Last week I toured the middle school that my daughter will be attending next year. One thing that struck me was the school’s decision to issue every student an iPad at the start of the term, as a core teaching device.
The operating system was slightly modified to restrict certain applications and features; students can’t download games–the general obsession with Minecraft comes to mind–and after some experimentation this year, they chose to disable messaging as well, due to the (one-could-have-guessed) distractions it causes.
The staff at the school cited the weight and heft of textbooks as one factor in their decision to go with eBooks on the iPad. But the advantages I saw went far beyond the tablet as a lightweight alternative to a child lugging a crippling backpack.
While observing students in their classrooms, I saw that they were adept not only at note-taking, but in switching applications rapidly and effectively, from reading to research to note-taking. And all of those tasks now embrace interactive multimedia, which makes learning not just more immersive and stimulating, but actually fun.
I recall spending hours poring through the World Book Encyclopedia as a child. I don’t miss it; I’d rather use and support Wikipedia.
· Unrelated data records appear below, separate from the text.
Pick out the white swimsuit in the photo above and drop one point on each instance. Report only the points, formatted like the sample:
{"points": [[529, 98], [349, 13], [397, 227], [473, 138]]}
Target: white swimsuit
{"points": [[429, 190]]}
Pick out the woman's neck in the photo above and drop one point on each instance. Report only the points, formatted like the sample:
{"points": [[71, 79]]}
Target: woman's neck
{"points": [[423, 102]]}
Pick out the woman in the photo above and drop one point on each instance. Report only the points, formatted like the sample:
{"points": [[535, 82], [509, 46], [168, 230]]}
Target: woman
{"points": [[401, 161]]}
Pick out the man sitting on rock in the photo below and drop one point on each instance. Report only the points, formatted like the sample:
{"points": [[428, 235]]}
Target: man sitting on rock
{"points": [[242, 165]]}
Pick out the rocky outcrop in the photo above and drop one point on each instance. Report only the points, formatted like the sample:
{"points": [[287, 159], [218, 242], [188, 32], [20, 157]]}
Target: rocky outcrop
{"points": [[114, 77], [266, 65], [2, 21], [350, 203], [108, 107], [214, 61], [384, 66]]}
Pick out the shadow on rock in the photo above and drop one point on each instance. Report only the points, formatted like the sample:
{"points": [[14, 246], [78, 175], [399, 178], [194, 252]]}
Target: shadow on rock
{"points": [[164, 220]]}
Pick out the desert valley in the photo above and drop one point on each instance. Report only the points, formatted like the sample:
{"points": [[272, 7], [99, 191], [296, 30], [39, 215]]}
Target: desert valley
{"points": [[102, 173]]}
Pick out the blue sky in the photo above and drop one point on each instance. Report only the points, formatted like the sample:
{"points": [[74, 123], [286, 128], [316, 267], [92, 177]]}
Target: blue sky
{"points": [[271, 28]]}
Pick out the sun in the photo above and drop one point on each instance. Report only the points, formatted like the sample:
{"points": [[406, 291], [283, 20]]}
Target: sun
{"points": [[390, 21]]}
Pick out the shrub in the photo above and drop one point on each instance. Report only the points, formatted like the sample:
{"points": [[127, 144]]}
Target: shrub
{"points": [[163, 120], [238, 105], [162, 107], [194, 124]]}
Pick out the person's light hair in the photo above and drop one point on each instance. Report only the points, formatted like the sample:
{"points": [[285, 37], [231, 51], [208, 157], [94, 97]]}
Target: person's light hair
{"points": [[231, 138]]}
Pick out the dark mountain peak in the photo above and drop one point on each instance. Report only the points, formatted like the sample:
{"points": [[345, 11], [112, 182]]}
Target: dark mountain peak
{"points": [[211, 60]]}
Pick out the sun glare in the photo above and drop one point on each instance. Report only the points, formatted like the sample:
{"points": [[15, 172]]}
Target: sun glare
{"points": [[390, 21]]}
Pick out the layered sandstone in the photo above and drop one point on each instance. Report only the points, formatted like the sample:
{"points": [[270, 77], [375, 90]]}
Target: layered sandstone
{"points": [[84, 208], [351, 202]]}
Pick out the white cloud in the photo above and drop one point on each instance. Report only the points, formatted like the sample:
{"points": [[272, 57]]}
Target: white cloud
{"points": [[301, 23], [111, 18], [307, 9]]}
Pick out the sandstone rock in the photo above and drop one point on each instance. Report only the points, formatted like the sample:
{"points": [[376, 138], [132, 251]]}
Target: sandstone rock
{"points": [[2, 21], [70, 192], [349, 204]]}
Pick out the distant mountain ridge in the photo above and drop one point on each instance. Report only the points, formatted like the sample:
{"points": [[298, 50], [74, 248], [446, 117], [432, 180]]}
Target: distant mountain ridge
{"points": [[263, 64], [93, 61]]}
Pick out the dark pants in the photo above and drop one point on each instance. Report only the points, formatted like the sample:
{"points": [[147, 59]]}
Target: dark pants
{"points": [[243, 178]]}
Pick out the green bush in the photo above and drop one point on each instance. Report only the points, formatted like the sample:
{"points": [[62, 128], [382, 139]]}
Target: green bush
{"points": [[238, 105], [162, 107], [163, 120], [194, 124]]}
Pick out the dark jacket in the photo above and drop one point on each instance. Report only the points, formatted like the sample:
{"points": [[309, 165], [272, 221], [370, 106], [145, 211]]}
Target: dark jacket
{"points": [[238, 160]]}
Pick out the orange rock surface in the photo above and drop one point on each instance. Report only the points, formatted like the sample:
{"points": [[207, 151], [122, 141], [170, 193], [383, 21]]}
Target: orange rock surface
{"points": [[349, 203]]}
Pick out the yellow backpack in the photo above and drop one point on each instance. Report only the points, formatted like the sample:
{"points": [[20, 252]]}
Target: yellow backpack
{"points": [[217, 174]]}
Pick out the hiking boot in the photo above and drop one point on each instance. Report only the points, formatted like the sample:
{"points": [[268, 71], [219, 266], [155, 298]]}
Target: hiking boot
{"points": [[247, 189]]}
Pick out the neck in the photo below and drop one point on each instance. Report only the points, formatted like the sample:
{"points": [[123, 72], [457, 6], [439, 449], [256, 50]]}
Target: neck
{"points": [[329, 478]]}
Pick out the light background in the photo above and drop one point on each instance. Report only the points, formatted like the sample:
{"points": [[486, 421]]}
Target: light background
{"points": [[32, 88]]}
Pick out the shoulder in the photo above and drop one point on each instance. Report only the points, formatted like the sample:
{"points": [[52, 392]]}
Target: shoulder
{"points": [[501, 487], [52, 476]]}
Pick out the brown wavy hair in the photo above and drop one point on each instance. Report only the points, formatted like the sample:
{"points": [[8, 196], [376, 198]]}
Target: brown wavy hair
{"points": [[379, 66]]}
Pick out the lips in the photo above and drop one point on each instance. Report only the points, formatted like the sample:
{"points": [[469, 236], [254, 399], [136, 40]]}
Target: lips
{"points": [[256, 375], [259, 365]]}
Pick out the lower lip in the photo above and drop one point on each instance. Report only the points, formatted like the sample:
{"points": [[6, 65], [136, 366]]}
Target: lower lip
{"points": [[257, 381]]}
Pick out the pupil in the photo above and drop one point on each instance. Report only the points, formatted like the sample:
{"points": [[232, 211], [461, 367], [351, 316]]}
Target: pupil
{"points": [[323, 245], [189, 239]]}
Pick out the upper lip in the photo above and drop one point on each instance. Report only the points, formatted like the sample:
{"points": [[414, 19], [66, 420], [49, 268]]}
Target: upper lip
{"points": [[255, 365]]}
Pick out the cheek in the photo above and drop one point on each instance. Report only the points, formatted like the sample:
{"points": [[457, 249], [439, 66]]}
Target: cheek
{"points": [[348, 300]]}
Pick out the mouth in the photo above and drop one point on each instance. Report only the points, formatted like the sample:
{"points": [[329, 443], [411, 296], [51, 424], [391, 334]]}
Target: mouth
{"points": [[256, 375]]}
During the tour I had the opportunity to sit down with a 5th grader who had just completed an assignment on her iPad, an extended and thoughtful blog post (“essay” for you old-timers) on “Was Cooking in the 1950’s Fun?” Not only was this bright young lady impressively articulate and engaged, she was eager to share with me the process she used for her research (searching online sources), drafting (first on paper!), and project management (Evernote, which I have now downloaded upon her thoughtful recommendation).
Students and teachers admit that the ability to cross-reference and flip back and forth between pages, especially of multiple books, was often awkward. And some of the larger form-factor textbooks might be a bit squashed as compared to their print counterparts. But overall, the students were far more engaged with their eBooks, and increased engagement simply equates to more learning.
The middle school’s iPad experiment for the 2012-13 school year has been a resounding success overall. Perhaps, with any luck, my own iPad will make me smarter as well.